You just came off a facility outage and are looking at the cable testing trends. In a large percentage of these, you can see the telltale slope change that indicates insulation integrity has entered the rapid decline phase.

You know this means the cables need to be scheduled for replacement, and you requested an outage for that purpose. Management responded by “asking” you to explain why these cables have suddenly become such a problem. A production manager even stopped by your office and remarked, “All those cables have been working just fine for a long time. Your people must have done something during that last outage to wreck them.”

How can you answer management's question, and how can you answer the sentiment expressed by this production manager?

The root cause is probably just age. You happen to see many “bad” cables at once, due timing.
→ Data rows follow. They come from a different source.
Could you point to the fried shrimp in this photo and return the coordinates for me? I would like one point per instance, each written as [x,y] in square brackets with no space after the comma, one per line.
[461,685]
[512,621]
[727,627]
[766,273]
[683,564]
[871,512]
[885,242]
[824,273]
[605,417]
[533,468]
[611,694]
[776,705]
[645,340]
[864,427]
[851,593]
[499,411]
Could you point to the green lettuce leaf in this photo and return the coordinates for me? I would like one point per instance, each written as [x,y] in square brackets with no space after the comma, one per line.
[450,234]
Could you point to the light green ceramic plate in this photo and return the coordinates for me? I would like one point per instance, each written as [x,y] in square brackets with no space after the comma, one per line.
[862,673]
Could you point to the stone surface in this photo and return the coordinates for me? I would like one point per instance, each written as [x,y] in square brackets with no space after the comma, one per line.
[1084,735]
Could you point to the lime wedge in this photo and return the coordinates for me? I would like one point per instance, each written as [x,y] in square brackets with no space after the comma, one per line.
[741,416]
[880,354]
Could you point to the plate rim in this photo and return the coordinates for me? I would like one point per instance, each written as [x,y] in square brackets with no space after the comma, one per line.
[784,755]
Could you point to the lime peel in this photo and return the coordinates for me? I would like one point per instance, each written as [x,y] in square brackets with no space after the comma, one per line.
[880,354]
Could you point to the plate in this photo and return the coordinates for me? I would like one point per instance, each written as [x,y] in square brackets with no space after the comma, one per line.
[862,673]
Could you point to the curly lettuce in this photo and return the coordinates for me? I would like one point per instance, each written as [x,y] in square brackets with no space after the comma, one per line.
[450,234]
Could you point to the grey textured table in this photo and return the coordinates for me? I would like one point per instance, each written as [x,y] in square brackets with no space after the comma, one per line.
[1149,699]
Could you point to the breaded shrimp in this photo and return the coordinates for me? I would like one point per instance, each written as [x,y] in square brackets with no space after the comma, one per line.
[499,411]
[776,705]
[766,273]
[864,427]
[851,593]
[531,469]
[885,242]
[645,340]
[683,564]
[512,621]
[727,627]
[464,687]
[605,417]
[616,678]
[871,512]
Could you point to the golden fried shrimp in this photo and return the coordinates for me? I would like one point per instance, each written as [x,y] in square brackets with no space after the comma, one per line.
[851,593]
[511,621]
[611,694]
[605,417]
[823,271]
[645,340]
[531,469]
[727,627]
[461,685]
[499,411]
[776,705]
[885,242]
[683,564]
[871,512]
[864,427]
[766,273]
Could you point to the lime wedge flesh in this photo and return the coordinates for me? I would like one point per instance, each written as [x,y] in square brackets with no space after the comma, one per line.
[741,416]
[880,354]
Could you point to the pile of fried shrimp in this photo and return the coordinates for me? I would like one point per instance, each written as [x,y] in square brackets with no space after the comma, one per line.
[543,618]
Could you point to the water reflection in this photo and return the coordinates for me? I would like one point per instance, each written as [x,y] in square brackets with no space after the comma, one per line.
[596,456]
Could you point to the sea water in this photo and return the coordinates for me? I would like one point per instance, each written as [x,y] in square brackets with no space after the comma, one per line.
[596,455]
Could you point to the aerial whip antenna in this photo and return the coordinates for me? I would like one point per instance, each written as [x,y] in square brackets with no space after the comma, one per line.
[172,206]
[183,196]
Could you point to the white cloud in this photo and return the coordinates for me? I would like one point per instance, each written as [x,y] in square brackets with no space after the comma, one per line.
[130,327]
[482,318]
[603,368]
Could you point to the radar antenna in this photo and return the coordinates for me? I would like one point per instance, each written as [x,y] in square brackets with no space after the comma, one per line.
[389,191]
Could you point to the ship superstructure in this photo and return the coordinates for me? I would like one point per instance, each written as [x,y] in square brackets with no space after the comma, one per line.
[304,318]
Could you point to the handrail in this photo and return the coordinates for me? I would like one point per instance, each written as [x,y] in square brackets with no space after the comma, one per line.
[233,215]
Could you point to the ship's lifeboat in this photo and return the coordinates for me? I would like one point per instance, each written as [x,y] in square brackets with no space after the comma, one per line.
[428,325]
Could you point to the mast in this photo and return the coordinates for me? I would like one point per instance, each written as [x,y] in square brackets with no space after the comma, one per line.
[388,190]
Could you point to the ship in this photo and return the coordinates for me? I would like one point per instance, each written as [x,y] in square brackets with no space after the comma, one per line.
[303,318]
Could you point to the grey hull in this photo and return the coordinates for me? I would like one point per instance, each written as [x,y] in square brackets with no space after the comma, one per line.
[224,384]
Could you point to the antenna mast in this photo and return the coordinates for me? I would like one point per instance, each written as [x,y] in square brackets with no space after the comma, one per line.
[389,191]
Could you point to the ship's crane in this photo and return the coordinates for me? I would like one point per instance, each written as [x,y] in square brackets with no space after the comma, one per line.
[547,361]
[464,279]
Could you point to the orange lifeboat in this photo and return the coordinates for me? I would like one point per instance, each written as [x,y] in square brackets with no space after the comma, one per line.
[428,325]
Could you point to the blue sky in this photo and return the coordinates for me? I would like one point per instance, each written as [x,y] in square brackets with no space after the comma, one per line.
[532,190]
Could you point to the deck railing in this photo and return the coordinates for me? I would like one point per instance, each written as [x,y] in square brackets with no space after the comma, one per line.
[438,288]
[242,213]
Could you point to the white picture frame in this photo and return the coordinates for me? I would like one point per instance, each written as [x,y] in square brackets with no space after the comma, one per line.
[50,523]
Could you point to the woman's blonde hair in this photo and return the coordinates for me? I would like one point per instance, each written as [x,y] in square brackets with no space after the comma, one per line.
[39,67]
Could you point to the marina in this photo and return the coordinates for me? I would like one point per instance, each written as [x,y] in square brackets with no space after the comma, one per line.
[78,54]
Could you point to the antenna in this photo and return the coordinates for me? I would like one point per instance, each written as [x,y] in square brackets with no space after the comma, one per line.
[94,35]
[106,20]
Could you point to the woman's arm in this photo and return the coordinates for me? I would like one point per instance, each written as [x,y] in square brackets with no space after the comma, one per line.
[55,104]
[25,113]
Similar cables installed at the same time in the same environment likely will show similar changes in insulation resistance characteristics. If you test cables annually, you'll get X percentage that show the slope change trend breakover. With longer intervals, the percentage is higher and the “problem” looks worse.

To prevent misunderstandings, make sure your boss and the various department heads understand the basics of how cable test trending works. Although you essentially have an education problem here, you still need to address some technical issues.

First, review the test voltages used to ensure they are within the prescribed limits for the specific applications of the cables under test. Then, send a brief explanation to the various managers. You want them to understand that cable testing doesn't cause insulation deterioration, it merely identifies it. The exception, of course, is when the test voltage is too high.

Next, look at the cable environment for contributing causes. For example, solvents can migrate into raceway and, once there, act upon cable insulation from the outside. Power anomalies can act upon cable insulation from the inside (they also can result in excess heat, which attacks insulation from all directions).